"We will not sin, for we know that we are accounted yours." (Wisdom 15:2)
The author contrasts Israel's knowledge of God with pagan idolatry: even if we sin we are yours, knowing your power; but we will not sin, because we know that we are accounted yours. We will not sin, for we know that we are accounted yours. For to know you is complete righteousness, and to know your power is the root of immortality. For neither has the evil intent of human art misled us, nor the fruitless toil of painters - a figure stained with varied colours, the appearance of which arouses yearning in fools. The author then satirises the potter who makes pots of clay from the same material, using some for clean uses and others for idols, not recognising that his maker formed him and breathed into him a living soul.

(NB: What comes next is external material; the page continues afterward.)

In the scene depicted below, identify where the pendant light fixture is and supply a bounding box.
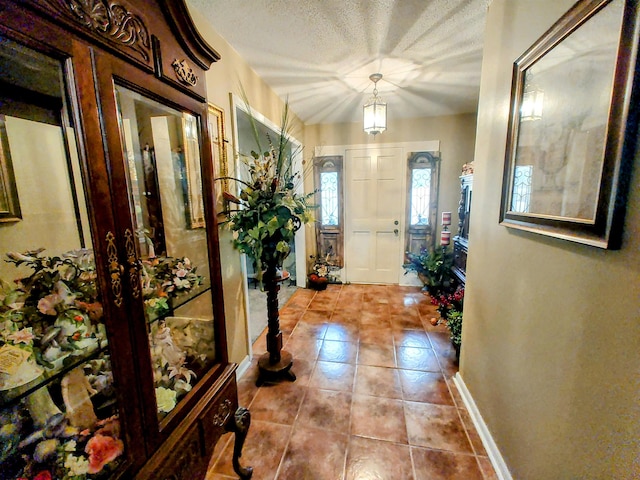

The Catechism identifies to know you is complete righteousness as one of the most succinct definitions of the moral life: the knowledge of God is not merely an intellectual achievement but the transformation of the whole person by relationship with the holy (CCC 1997).
Brothers and sisters, to know you is complete righteousness, and to know your power is the root of immortality. The knowledge of God in the biblical sense is not information about God but relationship with God - the knowing that transforms the knower. The righteousness that flows from this knowing is not achieved by effort but received through encounter. Know him. The righteousness follows.
Lord God, to know you is complete righteousness. Deepen our knowing of you so that righteousness may flow from it. Through Christ our Lord. Amen.